Le lock-out de l'Université du Québec à Trois-Rivières (UQTR) aura eu pour conséquences de fragiliser un partenariat entre l'institution et le Conseil en éducation des Premières Nations (CEPN). Une formation d'enseignants prévue depuis un an a été annulée avec moins d'une semaine de préavis.

Un texte de Catherine Bouchard

Cette formation en continu d'adaptation scolaire offerte depuis quatre ans pour les enseignants de 22 communautés autochtones se donne en deux volets. La première partie avait été enseignée en avril et la seconde devait avoir lieu la fin de semaine du 18 mai.
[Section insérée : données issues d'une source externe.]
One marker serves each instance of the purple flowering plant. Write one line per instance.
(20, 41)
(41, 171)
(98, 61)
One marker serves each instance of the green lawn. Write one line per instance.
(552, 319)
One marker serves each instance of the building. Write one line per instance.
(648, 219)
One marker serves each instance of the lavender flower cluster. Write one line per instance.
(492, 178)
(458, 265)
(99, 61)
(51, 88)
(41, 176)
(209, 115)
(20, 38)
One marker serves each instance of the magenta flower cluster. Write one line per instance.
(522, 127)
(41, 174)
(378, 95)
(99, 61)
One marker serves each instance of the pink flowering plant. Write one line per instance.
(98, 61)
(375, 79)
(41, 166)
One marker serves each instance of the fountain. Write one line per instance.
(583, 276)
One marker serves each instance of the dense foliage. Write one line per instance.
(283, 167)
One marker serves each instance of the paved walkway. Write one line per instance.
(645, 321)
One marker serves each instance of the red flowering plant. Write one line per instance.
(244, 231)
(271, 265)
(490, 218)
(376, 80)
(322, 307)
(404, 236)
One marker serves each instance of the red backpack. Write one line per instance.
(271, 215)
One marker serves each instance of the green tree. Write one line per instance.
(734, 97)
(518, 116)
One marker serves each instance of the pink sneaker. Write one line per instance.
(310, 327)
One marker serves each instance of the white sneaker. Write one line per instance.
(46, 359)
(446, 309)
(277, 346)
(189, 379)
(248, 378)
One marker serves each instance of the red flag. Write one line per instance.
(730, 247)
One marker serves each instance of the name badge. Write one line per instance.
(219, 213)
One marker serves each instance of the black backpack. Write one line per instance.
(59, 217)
Or, la direction de l'UQTR vient d'annuler le deuxième volet en raison du lock-out. Cette activité était prévue depuis un an déjà, en partenariat avec le CEPN. Le deuxième volet devrait être offert en août ou en septembre, mais cela risque de poser des problèmes d'horaires pour les enseignants, puisque les communautés autochtones commencent plus tôt l'année scolaire en raison des congés de semaines culturelles. De plus, les quatre mois entre les deux volets de la formation risquent de nuire à l'apprentissage de cette matière par les intervenants.

« Avec les Premières Nations, c'est toute la reconstruction du respect de l'un et de l'autre. Cette formation est planifiée un an à l'avance. Par une situation où on annule de façon subite, ça fragilise le partenariat. Ce que je crains, c'est qu'on n'ait plus d'autres années », déplore la professeure au département des sciences de l'éducation, Sylvie Ouellet.

Une source au sein du CEPN confirme d'ailleurs que l'organisme risque de se tourner vers une autre université à l'avenir.

Problèmes logistiques

Plusieurs billets d'avion avaient déjà été achetés pour la fin de semaine de formation qui devait se dérouler à Val d'Or en Abitibi-Témiscamingue. Une vingtaine de chambres d'hôtel avaient aussi été réservées, ainsi qu'une salle.

Les responsables du CEPN ont bien l'intention de refiler la facture de quelques milliers de dollars à l'UQTR pour cette annulation de dernière minute.

« Pour nous, les formatrices, il y a aussi des frais d'avion. On va vérifier avec notre syndicat à qui on laisse la facture, mais c'est sûr que ce ne sera pas au CEPN », indique Mme Ouellet.